S’ils sont fléchés sur le plan géographique, les investissements se veulent agnostiques sur le plan technologique, au service d’une « architecture ouverte et d’un large écosystème ». Si son nom n’est pas (encore ?) cité au rang des investisseurs, NVIDIA s’affiche par ailleurs, sans surprise, en soutien de la démarche.

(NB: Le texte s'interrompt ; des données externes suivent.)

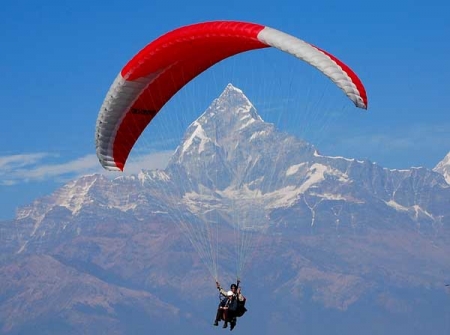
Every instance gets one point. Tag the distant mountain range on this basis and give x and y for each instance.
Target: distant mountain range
(326, 245)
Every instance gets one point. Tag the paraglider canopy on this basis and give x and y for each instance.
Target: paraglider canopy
(149, 80)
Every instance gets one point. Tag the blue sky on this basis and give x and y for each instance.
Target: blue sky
(59, 57)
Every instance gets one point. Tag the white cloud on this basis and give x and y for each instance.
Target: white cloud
(38, 167)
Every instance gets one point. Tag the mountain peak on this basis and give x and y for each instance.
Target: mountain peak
(443, 167)
(224, 121)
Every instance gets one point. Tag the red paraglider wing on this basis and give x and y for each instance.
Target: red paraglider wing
(168, 63)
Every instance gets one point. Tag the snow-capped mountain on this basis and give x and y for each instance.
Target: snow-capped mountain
(334, 234)
(443, 167)
(231, 160)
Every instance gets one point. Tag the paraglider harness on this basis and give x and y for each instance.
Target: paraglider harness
(240, 305)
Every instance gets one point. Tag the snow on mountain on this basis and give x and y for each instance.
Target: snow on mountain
(230, 158)
(443, 167)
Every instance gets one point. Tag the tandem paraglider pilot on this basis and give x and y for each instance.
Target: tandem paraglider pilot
(231, 306)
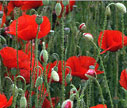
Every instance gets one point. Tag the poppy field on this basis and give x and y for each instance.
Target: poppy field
(63, 54)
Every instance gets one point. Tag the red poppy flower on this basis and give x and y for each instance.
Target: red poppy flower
(3, 101)
(111, 41)
(59, 69)
(9, 57)
(69, 7)
(27, 27)
(99, 106)
(80, 65)
(25, 5)
(123, 79)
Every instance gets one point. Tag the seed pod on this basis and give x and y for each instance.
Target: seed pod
(39, 20)
(23, 102)
(65, 2)
(88, 36)
(39, 81)
(121, 7)
(58, 9)
(67, 104)
(55, 76)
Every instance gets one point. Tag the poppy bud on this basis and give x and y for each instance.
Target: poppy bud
(65, 2)
(67, 104)
(14, 88)
(45, 2)
(1, 14)
(58, 9)
(39, 81)
(39, 20)
(23, 102)
(91, 71)
(44, 56)
(55, 68)
(121, 7)
(68, 78)
(55, 75)
(108, 11)
(82, 26)
(88, 36)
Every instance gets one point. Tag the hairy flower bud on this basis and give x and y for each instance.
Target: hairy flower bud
(65, 2)
(55, 75)
(108, 11)
(91, 71)
(121, 7)
(88, 36)
(23, 102)
(82, 26)
(44, 56)
(39, 20)
(1, 14)
(45, 2)
(68, 78)
(67, 104)
(39, 81)
(58, 9)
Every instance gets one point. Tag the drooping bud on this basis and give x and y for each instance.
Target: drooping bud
(108, 11)
(1, 14)
(55, 68)
(58, 9)
(44, 56)
(88, 36)
(82, 27)
(121, 7)
(55, 75)
(14, 88)
(91, 71)
(39, 20)
(68, 78)
(23, 102)
(45, 2)
(65, 2)
(39, 81)
(67, 104)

Alors que le Chili s’inquiète des conséquences sur l’approvisionnement en eau d’un projet de centre de données porté par Google, et que la grogne monte dans certains États américains quant à la concurrence que font peser ces infrastructures sur l’alimentation électrique générale, les fondateurs du fonds GAIIP ne précisent pas leur stratégie en matière d’énergies, avançant simplement des investissements dans des projets « durables ».
Course à l’armement
Cette nouvelle initiative illustre les deux volets, financiers et géopolitiques, de la course à l’armement qui anime le marché des infrastructures informatiques. D’un côté, les investissements et les opérations de concentration se multiplient, aux États-Unis comme dans le reste du monde. Rien qu’en 2024, Microsoft a annoncé des enveloppes qui se comptent en milliards de dollars pour des projets de centres de données répartis dans une dizaine de pays à la surface du globe. Amazon, qui n’a de cesse d’étendre ses capacités aux États-Unis, vient de chiffrer à près de 10 milliards d’euros ses futurs projets au Royaume-Uni. Equinix, poids lourd de location, affiche quant à lui la bagatelle de 54 projets « majeurs » en cours de construction dans 24 pays différents.

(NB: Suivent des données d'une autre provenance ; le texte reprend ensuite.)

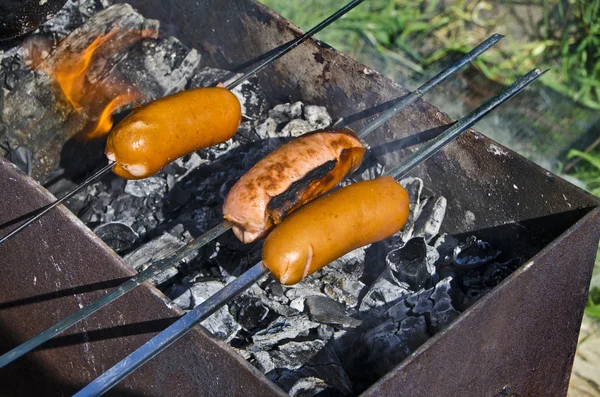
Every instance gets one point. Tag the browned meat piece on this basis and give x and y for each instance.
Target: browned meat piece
(289, 177)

Une frénésie qui ne concerne d’ailleurs pas que les acteurs américains. Iliad, maison mère de l’opérateur Free, a ainsi dévoilé au printemps dernier un plan d’investissement à hauteur de 2,5 milliards d’euros sur dix ans pour ses centres de données européens. « La mobilisation de capitaux privés pour construire l’infrastructure nécessaire à l’IA ouvrira une opportunité d’investissement à long terme de plusieurs milliers de milliards de dollars », veut croire Larry Fink, CEO de BlackRock.

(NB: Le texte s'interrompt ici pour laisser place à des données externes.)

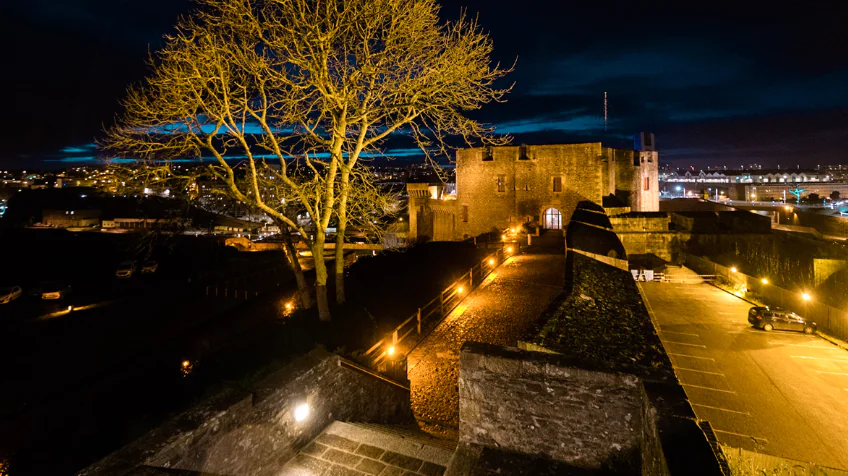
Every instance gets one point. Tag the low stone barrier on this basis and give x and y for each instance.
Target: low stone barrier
(830, 320)
(256, 433)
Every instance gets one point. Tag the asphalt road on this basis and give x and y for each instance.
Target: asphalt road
(506, 303)
(780, 393)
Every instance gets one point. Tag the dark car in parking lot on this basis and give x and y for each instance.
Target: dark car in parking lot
(771, 318)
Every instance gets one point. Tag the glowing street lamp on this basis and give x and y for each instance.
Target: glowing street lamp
(301, 412)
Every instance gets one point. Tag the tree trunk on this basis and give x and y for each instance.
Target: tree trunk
(341, 213)
(340, 294)
(321, 278)
(294, 265)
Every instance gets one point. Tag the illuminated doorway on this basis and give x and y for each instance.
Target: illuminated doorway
(553, 219)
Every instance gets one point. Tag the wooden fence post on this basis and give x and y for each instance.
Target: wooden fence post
(442, 304)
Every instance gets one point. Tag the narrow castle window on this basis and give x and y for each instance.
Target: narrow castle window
(487, 154)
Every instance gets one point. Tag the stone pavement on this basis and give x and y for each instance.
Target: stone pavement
(355, 449)
(497, 312)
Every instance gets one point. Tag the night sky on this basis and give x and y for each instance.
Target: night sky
(718, 84)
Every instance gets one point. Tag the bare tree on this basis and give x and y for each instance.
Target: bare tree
(311, 85)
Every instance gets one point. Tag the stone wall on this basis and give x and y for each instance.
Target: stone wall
(577, 412)
(546, 404)
(824, 268)
(255, 432)
(666, 245)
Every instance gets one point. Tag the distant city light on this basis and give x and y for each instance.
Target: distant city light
(301, 412)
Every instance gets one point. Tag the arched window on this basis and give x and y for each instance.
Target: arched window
(553, 219)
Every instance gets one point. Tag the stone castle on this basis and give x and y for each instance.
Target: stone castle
(499, 187)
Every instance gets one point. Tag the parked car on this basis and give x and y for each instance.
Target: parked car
(9, 294)
(770, 318)
(55, 290)
(126, 269)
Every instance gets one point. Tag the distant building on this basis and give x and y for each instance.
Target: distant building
(502, 186)
(71, 218)
(142, 223)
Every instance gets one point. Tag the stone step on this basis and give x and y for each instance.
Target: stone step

Quelle force de frappe pour l’Europe ?
Si le rythme des investissements s’intensifie, c’est aussi parce que le contexte est particulièrement favorable aux soutiens étatiques. Aux États-Unis, où le Chips Act, loi en faveur de la souveraineté dans la production de semi-conducteurs, vient par exemple de jouer un rôle non négligeable dans les récentes orientations stratégiques du géant Intel, au détriment du propre Chips Act européen. La France cultive elle aussi soigneusement son attractivité en la matière, et n’hésite pas à mettre la main au porte-monnaie pour fédérer des projets d’infrastructures informatiques. En mai dernier, Microsoft a ainsi annoncé 4 milliards d’euros d’investissement « au service de l’intelligence artificielle » dans l’Hexagone, qui n’auraient pas été validés sans un geste de soutien significatif.
Dans ce contexte, de quelle force de frappe se dotera l’Europe ? La position en la matière de la Commission européenne, qui vient tout juste d’installer ses nouveaux commissaires, est particulièrement attendue. À plus forte raison quand le récent rapport Draghi sur l’avenir de la compétitivité européenne pointe du doigt le retard pris par le Vieux continent en matière de cloud, faute d’investissements suffisamment « massifs et continus ».